When it works, it works
Git is great. Push here, pull there. It works so well that you might be fatuously convinced it’s the perfect too to deploy code to production. Even worse, it might appear to work well at this task, further reinforcing your choice However, the Achilles Heel of any DVCS is your origin provider. Let’s say that BitBucket has borked their database for the 4th time this month or GitHub is suffering yet another DDNS attack. Then we see posts opining about failed Git based app deployments.
When shit goes wrong, things get complicated
Now shit’s gone wrong. No worries, there must be a more complicated way to solve what appeared to be a simple workflow. We’ve got all these Unix cli tools and can bodger something together. I think I can just scp the files over.
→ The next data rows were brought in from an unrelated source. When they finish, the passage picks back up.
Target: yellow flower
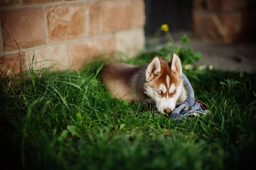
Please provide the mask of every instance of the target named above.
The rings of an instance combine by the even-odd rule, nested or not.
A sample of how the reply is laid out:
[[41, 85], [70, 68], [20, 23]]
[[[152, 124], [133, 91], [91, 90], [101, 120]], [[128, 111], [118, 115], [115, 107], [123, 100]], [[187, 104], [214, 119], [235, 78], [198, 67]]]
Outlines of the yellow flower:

Wait, better rsync them, I’m not sure exactly which ones changed. Arr… so many flags, do I want to compare file checksums or timestamps? Maybe I’ll tarball up everything and push it over to the servers. What was the command string again to untar and ungzip? Crap, I included my file permissions and they don’t work on the server. Huh, how was I supposed to know the code stored running PID’s in various files sprinkled throughout the source? WTF, someone tweaked some of those settings files server side and I just overwrote them. Fuck… I made backup of that server directory before I started, right? Alright, Hail Mary time, I’ll just export my remote repo and import it as a different origin on the server. How the hell do I do that?
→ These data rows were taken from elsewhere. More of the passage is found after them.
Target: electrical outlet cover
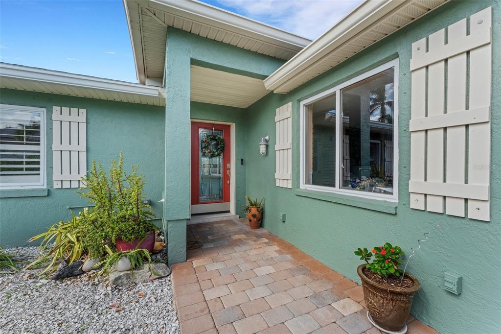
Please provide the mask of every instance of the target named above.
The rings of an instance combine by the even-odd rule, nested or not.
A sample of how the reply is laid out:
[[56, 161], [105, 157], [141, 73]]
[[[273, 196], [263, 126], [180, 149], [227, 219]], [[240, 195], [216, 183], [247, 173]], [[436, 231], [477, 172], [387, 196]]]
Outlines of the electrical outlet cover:
[[452, 271], [446, 271], [443, 274], [444, 288], [454, 294], [461, 293], [462, 289], [463, 277]]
Shit goes wrong at the wrong time
The above might be a fun exercise on the QA server when it’s 3pm and everyone’s in the office on a slow Tuesday, but that’s not how these things unfold. Nope. What will really happen is there is a hotfix that needs to go out and got assigned to the intern, because he needs the experience, you know. And because he’s the only guy on call during Thanksgiving since everyone else is away on vacation. But now he’s riding the wheels off this Rube Goldberg machine, getting both hands stuck in the tar pit and only working himself deeper as he borks the entire production setup and your site is down for the count at 2am on Black Friday.
Special snowflake servers
Git checkouts to update code encourages Special Snowflake servers. Each server is a unique artisan crafted piece of Unix art. Like literal snowflakes, no two are the same. No one really understands how it all works and the little documentation that exists was last updated in the Bush administration. Running `git status` shows lots of little file changes to get things just right on each machine, some versioned, some not, so no one has had the balls to `get reset –hard` for years now.
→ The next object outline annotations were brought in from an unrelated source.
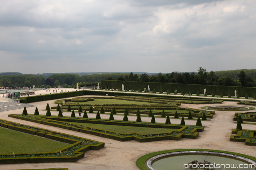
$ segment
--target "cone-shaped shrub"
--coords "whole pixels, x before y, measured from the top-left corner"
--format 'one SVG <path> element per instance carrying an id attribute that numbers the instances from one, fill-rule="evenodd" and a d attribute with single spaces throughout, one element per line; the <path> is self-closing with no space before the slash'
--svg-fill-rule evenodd
<path id="1" fill-rule="evenodd" d="M 136 121 L 138 122 L 141 122 L 141 118 L 140 118 L 140 113 L 139 112 L 137 115 L 137 119 Z"/>
<path id="2" fill-rule="evenodd" d="M 112 109 L 112 113 L 113 113 L 113 115 L 116 114 L 116 108 L 114 107 L 113 107 L 113 109 Z"/>
<path id="3" fill-rule="evenodd" d="M 38 111 L 38 109 L 37 109 L 37 107 L 36 107 L 35 113 L 34 113 L 34 115 L 39 115 L 39 111 Z"/>
<path id="4" fill-rule="evenodd" d="M 99 111 L 98 111 L 98 112 L 97 112 L 97 114 L 96 115 L 96 119 L 101 119 Z"/>
<path id="5" fill-rule="evenodd" d="M 24 107 L 24 109 L 23 109 L 23 111 L 22 111 L 22 115 L 27 115 L 27 114 L 28 114 L 28 112 L 27 111 L 27 109 L 26 108 L 26 106 L 25 106 Z"/>
<path id="6" fill-rule="evenodd" d="M 70 105 L 68 104 L 68 109 L 67 110 L 68 111 L 71 111 L 71 107 L 70 107 Z"/>
<path id="7" fill-rule="evenodd" d="M 83 118 L 88 119 L 88 115 L 87 115 L 87 113 L 86 110 L 84 110 L 84 115 Z"/>
<path id="8" fill-rule="evenodd" d="M 177 112 L 177 111 L 175 111 L 175 114 L 174 115 L 174 118 L 175 119 L 178 119 L 179 118 L 179 116 L 178 115 L 178 113 Z"/>
<path id="9" fill-rule="evenodd" d="M 90 107 L 89 113 L 93 113 L 93 109 L 92 109 L 92 106 Z"/>
<path id="10" fill-rule="evenodd" d="M 182 117 L 181 119 L 181 121 L 180 121 L 180 125 L 186 125 L 185 124 L 185 120 L 184 120 L 184 117 Z"/>
<path id="11" fill-rule="evenodd" d="M 58 106 L 57 106 L 57 109 L 56 109 L 56 110 L 58 111 L 59 110 L 60 110 L 60 105 L 58 104 Z"/>
<path id="12" fill-rule="evenodd" d="M 189 113 L 188 113 L 188 119 L 193 119 L 193 117 L 192 117 L 192 115 L 191 114 L 191 112 L 190 111 L 189 111 Z"/>
<path id="13" fill-rule="evenodd" d="M 150 109 L 150 110 L 149 111 L 149 113 L 148 113 L 148 116 L 149 116 L 150 117 L 151 117 L 152 115 L 153 115 L 153 114 L 152 113 L 152 111 Z"/>
<path id="14" fill-rule="evenodd" d="M 206 115 L 204 112 L 203 113 L 203 116 L 202 117 L 202 119 L 203 120 L 206 120 L 207 119 L 206 118 Z"/>
<path id="15" fill-rule="evenodd" d="M 242 130 L 242 125 L 241 125 L 241 122 L 240 120 L 238 119 L 237 121 L 237 125 L 236 125 L 236 129 L 237 130 Z"/>
<path id="16" fill-rule="evenodd" d="M 161 117 L 165 117 L 166 116 L 165 115 L 165 112 L 164 112 L 164 109 L 163 109 L 163 111 L 162 112 L 162 115 L 161 115 Z"/>
<path id="17" fill-rule="evenodd" d="M 242 117 L 241 116 L 241 115 L 240 115 L 239 116 L 238 116 L 238 119 L 240 120 L 240 122 L 241 123 L 244 123 L 244 121 L 243 121 L 243 120 L 242 119 Z"/>
<path id="18" fill-rule="evenodd" d="M 155 116 L 154 116 L 154 115 L 152 115 L 151 123 L 156 123 L 156 119 L 155 119 Z"/>
<path id="19" fill-rule="evenodd" d="M 47 109 L 47 111 L 46 111 L 46 116 L 51 116 L 52 115 L 52 114 L 51 113 L 51 111 L 50 110 L 50 107 L 48 108 Z"/>
<path id="20" fill-rule="evenodd" d="M 128 113 L 128 109 L 127 107 L 125 108 L 125 111 L 124 111 L 124 114 L 126 114 L 126 115 L 129 115 L 129 113 Z"/>
<path id="21" fill-rule="evenodd" d="M 50 106 L 49 106 L 49 104 L 47 103 L 47 104 L 46 105 L 46 107 L 45 108 L 45 109 L 47 110 L 48 108 L 50 108 Z"/>
<path id="22" fill-rule="evenodd" d="M 76 117 L 76 115 L 75 114 L 75 111 L 73 110 L 72 111 L 72 113 L 71 113 L 71 116 L 70 116 L 71 117 Z"/>
<path id="23" fill-rule="evenodd" d="M 110 120 L 114 120 L 114 116 L 113 115 L 113 112 L 111 111 L 110 113 L 110 115 L 109 116 L 109 119 Z"/>
<path id="24" fill-rule="evenodd" d="M 170 120 L 170 117 L 169 115 L 167 115 L 166 117 L 166 120 L 165 121 L 165 124 L 171 124 L 171 121 Z"/>
<path id="25" fill-rule="evenodd" d="M 124 114 L 124 118 L 123 118 L 123 121 L 128 121 L 128 117 L 127 117 L 127 115 L 126 114 Z"/>
<path id="26" fill-rule="evenodd" d="M 245 97 L 244 97 L 244 98 L 245 98 L 245 99 L 248 99 L 248 95 L 247 94 L 245 94 Z"/>
<path id="27" fill-rule="evenodd" d="M 59 117 L 63 117 L 63 115 L 62 115 L 62 112 L 61 111 L 60 109 L 59 110 L 59 114 L 58 114 L 58 116 Z"/>
<path id="28" fill-rule="evenodd" d="M 82 110 L 82 109 L 81 106 L 79 106 L 79 108 L 78 109 L 78 111 L 79 112 L 82 112 L 82 111 L 83 111 L 83 110 Z"/>
<path id="29" fill-rule="evenodd" d="M 101 106 L 101 109 L 100 109 L 100 114 L 105 114 L 105 111 L 102 106 Z"/>
<path id="30" fill-rule="evenodd" d="M 196 126 L 202 126 L 202 122 L 201 122 L 201 120 L 200 120 L 200 117 L 199 116 L 197 118 L 197 120 L 196 121 Z"/>
<path id="31" fill-rule="evenodd" d="M 139 113 L 140 113 L 140 110 L 139 109 L 138 109 L 138 110 L 137 110 L 137 113 L 136 113 L 136 115 L 138 116 L 138 115 Z"/>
The better, deterministic way
Deploy your code as a self contained distributable. In Java we’ve got War and Ear files. In Play Framework we’ve got binary distributables you unzip and run. ASP.Net can be packaged, just like Ruby and many others. They’re like MRE‘s, but you just zip them, no need to add water. You don’t care what version of Scala is running on the server host, whether the proper DLL is loaded, or if you’re on the proper Ruby release. It Just Works™. When shit’s broken and your customers are screaming on Twitter, you want your code to Just Work.
Distributing the distributables
“The distributable is huge!” you warn. Sure, 78MB won’t fit on a floppy, but we’ve got 10G server interconnects, I think we’ll be OK. “But where will we server those from,” you say, still unconvinced. How about AWS S3, with 11 nines durability (99.999999999). Or, you can setup your own Open Stack Swift object store if you’d prefer.
The process is simple:
- Built and unit/integration test a commit on CI
- Push passing build distributable to S3
- Your deploy script on server stops app, downloads from S3, starts app
If S3 is down (better take some real MRE’s into the basement, the end is near), you either:
- Download the distributable artifact from CI and scp it to the server
- If CI and S3 are down, build locally and scp it to the server
The point is to have a canonical way to turn an explicit state of source (i.e. checkout hash) into an binary that will consistently run as desired where you deploy it. No chasing thousands of source files. No trying to compile all the source on your workstation, and on your CI, and on your front end servers. Fight entropy. Choose determinism.
Do you work in one of those scripting languages? Say PHP, Ruby, or Python. Ever had your SCM fail to update files because of open file pointers to running or zombie threads? Prepare yourself for some possible non-deterministic behavior when you deploy these apps via Git. It’ll be best to add some pgrep steps to run around and kill off possibly offensive threads, but then you’ve got to be asking yourself, “what life choices did I make that have lead me to run around killing myriad threads on each deploy?”
SCM’s worse than git
Git works pretty well, but what if you’re deploying with another SCM like SVN. God help you, friend. The change databases that back your local SVN checkout can get corrupted in wondrous ways. The net result can be that SVN says you’re on revision X, and `svn status` shows no files are changed locally. When you call `svn update` or checkout the target revision, you’re told you’re already up to date… but you’re not. This is true FML territory. If your SCM cannot reliably track changes, it should be cast to special circle in hell. Sadly, I’ve personally seen this happen three times in a single year. God help you, friend.